For genome-scale analyses, manual assignment of genes to functional categories based on their annotations is possible in principal (18), but prohibitive in cost. We thus took to an automated approach. To study the distribution of gene duplicates in different functional categories, we obtained annotations for the yeasts, fruit fly and nematode genomes from the Gene Ontology (GO) database (32; http://www.geneontology.org/). The GO database is divided into three high level annotation groups: Cellular Component, Biological Process and Molecular Function. We selected 10 functional categories from different levels of the GO hierarchy, mainly from the ‘Biological Process’ annotation group (ribosomal proteins and transcription factors were identified from the Molecular Function group and the cytoskeletal genes from the Cellular Component group). We therefore find it helpful to view these annotations as primarily ‘pathway-based’, as opposed to the more biochemical ‘Molecular Function’ annotations.

To prevent single genes from falling into multiple categories, we used an exclusion scheme, whereby genes assigned to specific categories (such as transcription factors and ribosomal proteins) were excluded from more general categories (such as metabolism). Although requiring genes to fall only into a single pathway does not always match the more complex realities of gene function, we impose this requirement for two reasons. Firstly, we chose annotations at a high enough level that most genes would be seen as fitting best into a single category. For instance, although some actin genes can be placed in the cell cycle category due to their role in cytokinesis, they fit better into the cytoskeletal category. Secondly, allowing genes to occur in more than one category can result in the artefact of observing that different functional classes of genes show different propensities to undergo duplication, when these differences are due to a single underlying cause. For instance, genes encoding transcription factors are less likely to have multiple duplicates than other genes. Including transcription factors in the ‘cell cycle’ category could then falsely indicate that all genes important for the cell cycle also have a reduced propensity to duplicate.

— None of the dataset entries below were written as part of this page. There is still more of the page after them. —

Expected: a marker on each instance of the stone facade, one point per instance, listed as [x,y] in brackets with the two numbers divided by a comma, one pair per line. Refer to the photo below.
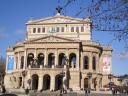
[58,51]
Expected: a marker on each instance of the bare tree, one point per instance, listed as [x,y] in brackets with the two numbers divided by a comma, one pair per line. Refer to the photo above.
[2,69]
[106,15]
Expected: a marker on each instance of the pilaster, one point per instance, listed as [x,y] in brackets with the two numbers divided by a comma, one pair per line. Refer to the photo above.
[25,59]
[19,63]
[40,84]
[78,60]
[52,83]
[56,57]
[45,57]
[90,61]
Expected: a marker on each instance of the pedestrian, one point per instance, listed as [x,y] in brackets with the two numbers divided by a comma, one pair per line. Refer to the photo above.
[3,89]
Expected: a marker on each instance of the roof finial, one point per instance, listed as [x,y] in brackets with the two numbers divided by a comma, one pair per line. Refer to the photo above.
[58,10]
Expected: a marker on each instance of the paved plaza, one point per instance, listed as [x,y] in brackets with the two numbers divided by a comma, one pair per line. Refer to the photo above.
[57,93]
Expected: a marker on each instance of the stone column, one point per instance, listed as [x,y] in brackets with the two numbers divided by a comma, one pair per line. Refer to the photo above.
[19,63]
[35,54]
[52,83]
[45,58]
[82,83]
[90,62]
[77,61]
[25,59]
[56,58]
[67,55]
[97,63]
[40,83]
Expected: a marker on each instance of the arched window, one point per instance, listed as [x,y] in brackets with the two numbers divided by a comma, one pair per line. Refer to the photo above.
[62,59]
[30,59]
[22,62]
[77,29]
[94,63]
[72,60]
[16,62]
[82,29]
[35,79]
[51,59]
[86,62]
[40,59]
[72,29]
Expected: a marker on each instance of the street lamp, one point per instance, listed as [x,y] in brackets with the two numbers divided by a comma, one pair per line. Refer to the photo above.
[89,75]
[110,77]
[24,73]
[64,76]
[62,88]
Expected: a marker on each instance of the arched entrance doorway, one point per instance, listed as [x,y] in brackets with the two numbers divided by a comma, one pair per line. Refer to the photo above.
[22,62]
[35,82]
[62,59]
[46,82]
[40,59]
[58,82]
[51,59]
[72,60]
[20,82]
[86,83]
[30,59]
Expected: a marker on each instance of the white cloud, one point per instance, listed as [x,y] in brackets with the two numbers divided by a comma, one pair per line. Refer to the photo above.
[20,32]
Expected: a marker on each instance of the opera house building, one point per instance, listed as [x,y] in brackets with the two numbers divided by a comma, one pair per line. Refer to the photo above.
[57,52]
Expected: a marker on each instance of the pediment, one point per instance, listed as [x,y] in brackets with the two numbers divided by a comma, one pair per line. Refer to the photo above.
[58,19]
[51,39]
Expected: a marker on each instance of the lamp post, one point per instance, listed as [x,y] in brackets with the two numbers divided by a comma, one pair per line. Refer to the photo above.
[24,73]
[89,74]
[110,77]
[62,88]
[64,76]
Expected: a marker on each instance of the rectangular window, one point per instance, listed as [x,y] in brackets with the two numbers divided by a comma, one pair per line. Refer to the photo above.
[62,29]
[43,30]
[82,29]
[34,30]
[77,29]
[57,29]
[38,30]
[72,29]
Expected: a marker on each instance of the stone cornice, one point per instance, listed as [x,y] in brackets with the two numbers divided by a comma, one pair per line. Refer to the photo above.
[58,19]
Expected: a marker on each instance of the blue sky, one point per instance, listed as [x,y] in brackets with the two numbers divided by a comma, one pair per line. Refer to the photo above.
[15,13]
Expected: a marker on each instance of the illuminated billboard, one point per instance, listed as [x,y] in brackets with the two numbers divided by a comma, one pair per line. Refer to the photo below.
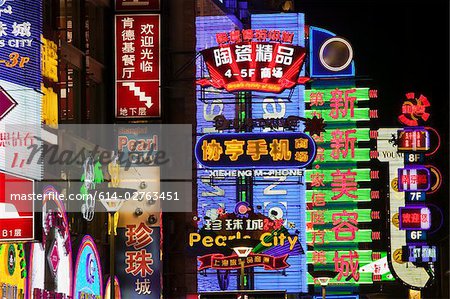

Instead of allowing genes to occur in multiple categories, we have used the ‘Molecular Function’ annotations in the GO database to ask whether genes with multiple molecular functions differ from those with a single molecular function in their propensity to duplicate. Using the 34 top level ‘Molecular Function’ annotations, we divided the genes of the four eukaryotes into two categories: those with a single top level function annotation and those with more than one such annotation. While this approach has many obvious imperfections, it serves as an automatable first approximation to address the above question. We then divided all duplicate genes into those with a single duplicate and those with more than one duplicate. For each of these two groups we determined the proportion of genes that had only one functional annotation. Although the multiply duplicated Drosophila and C.elegans genes were more likely to have single annotations than expected by chance (P < 0.01), the difference was small (for the Drosophila fraction of genes with single functional annotations, all genes/multiply duplicated genes = 0.71/0.75; for the C.elegans fraction of genes with single functional annotations, all genes/multiply duplicated genes = 0.66/0.70). No such difference was observed for multiply duplicated genes in the other genomes or for any singly duplicated genes (results not shown). This suggests that our strategy of restricting each gene to only one functional pathway did not substantially bias our results.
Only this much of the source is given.